Les pays soutenant la DSRB affirment que cette initiative augmentera la production de défense et renforcera la dissuasion. Cependant, les critiques soulignent que des mécanismes de financement similaires existent déjà au sein de l'Union européenne et de l'OTAN.
L'ACCÈS AU CAPITAL POUR LES MEMBRES VA AUGMENTER
Le Premier ministre canadien Mark Carney a souligné les points suivants concernant le processus de création de la banque :
"En tant que dirigeants du Canada, de l'Albanie, de la Belgique, de la Grèce, de la Lettonie, du Luxembourg, de la Roumanie, de la Turquie et de l'Ukraine, nous nous réunissons aujourd'hui lors du sommet de l'OTAN à Ankara pour annoncer notre intention de créer la Banque de la défense, de la sécurité et de la résilience (la Banque).
Alors que les Alliés augmentent leurs investissements dans le secteur de la défense, étendent leurs capacités industrielles et accélèrent la production d'équipements critiques, nous sommes conscients de la nécessité de mobiliser des capitaux publics et privés à grande échelle pour réaliser nos priorités en matière de défense, de sécurité et de résilience.
Nous réaffirmons notre détermination commune à travailler ensemble pour établir la Banque. La négociation réussie des articles de l'accord à Montréal nous a permis de franchir l'étape nécessaire pour avancer ensemble.
Fondée sur une base de crédit solide, la Banque vise à élargir l'accès au capital dans les pays membres, à réduire les coûts de financement et à encourager l'expansion des capacités industrielles.
Nous tenons à souligner que la Banque vise à compléter, et non à dupliquer, les autres outils nationaux et multilatéraux visant à accroître la production de défense.

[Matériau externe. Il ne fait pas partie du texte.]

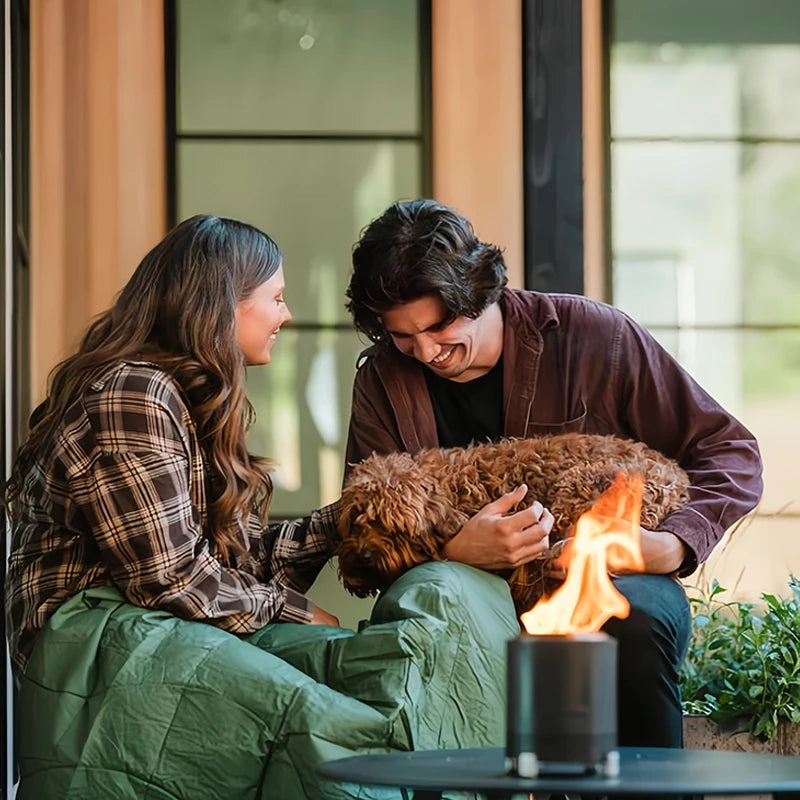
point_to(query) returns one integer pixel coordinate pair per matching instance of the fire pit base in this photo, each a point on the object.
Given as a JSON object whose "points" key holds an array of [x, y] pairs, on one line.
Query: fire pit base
{"points": [[562, 705]]}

Nous sommes déterminés à assurer le leadership nécessaire pour faire avancer la création de la Banque à la vitesse requise par le contexte géopolitique actuel, afin qu'elle puisse être opérationnelle dès 2027.

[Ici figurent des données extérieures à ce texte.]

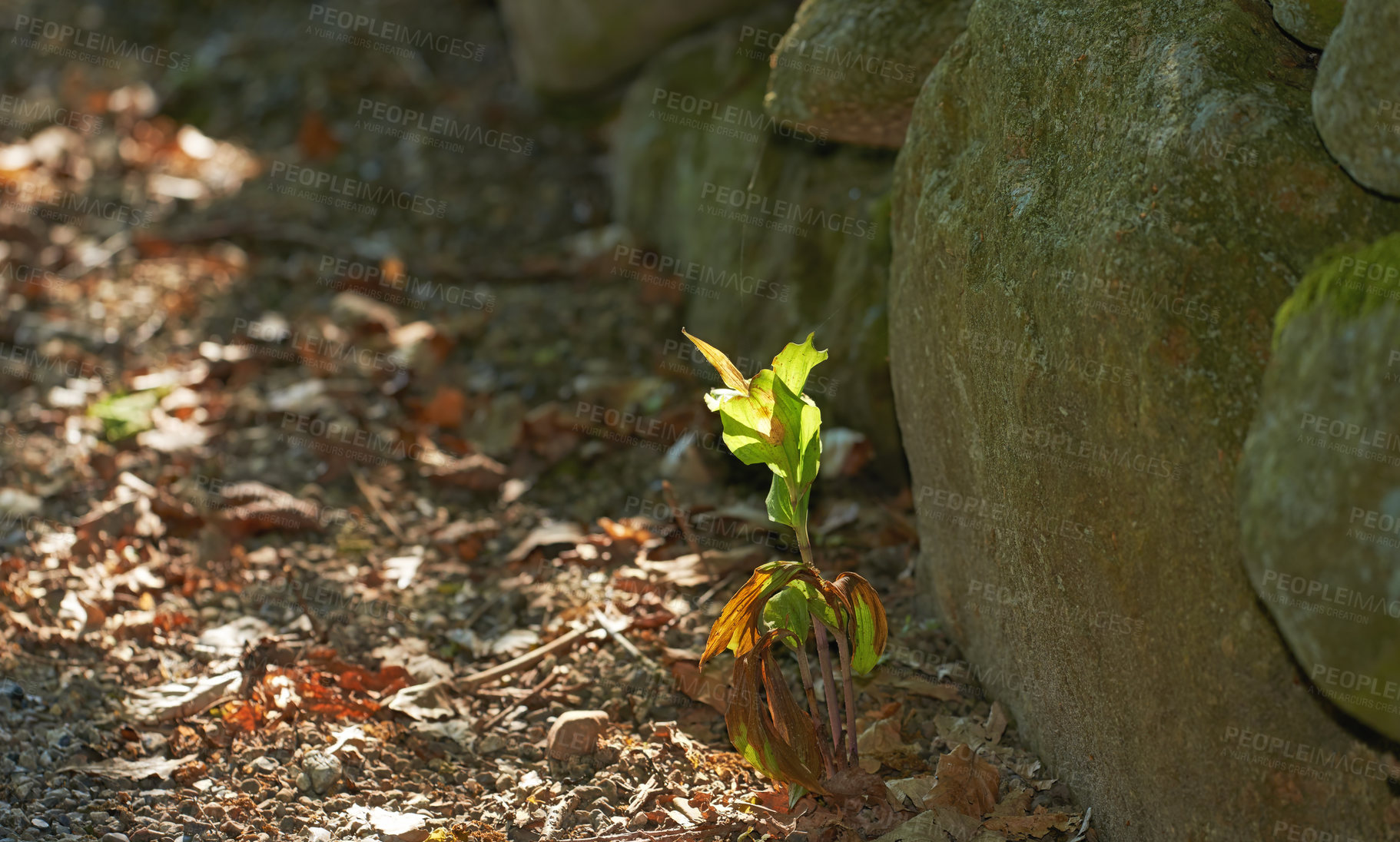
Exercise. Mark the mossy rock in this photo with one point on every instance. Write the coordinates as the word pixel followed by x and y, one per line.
pixel 1309 22
pixel 812 255
pixel 1357 97
pixel 1098 211
pixel 851 69
pixel 1319 487
pixel 577 46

Le Canada prend l'initiative de créer la nouvelle Banque de la défense, de la sécurité et de la résilience. Il s'agit d'une nouvelle institution qui changera la donne et permettra aux pays de mobiliser et de déployer plus rapidement davantage de capitaux privés pour participer au financement de notre défense et de notre sécurité collectives. Aujourd'hui, au sommet de l'OTAN, huit de nos alliés et partenaires ont confirmé qu'ils se joignaient à nous pour créer la Banque."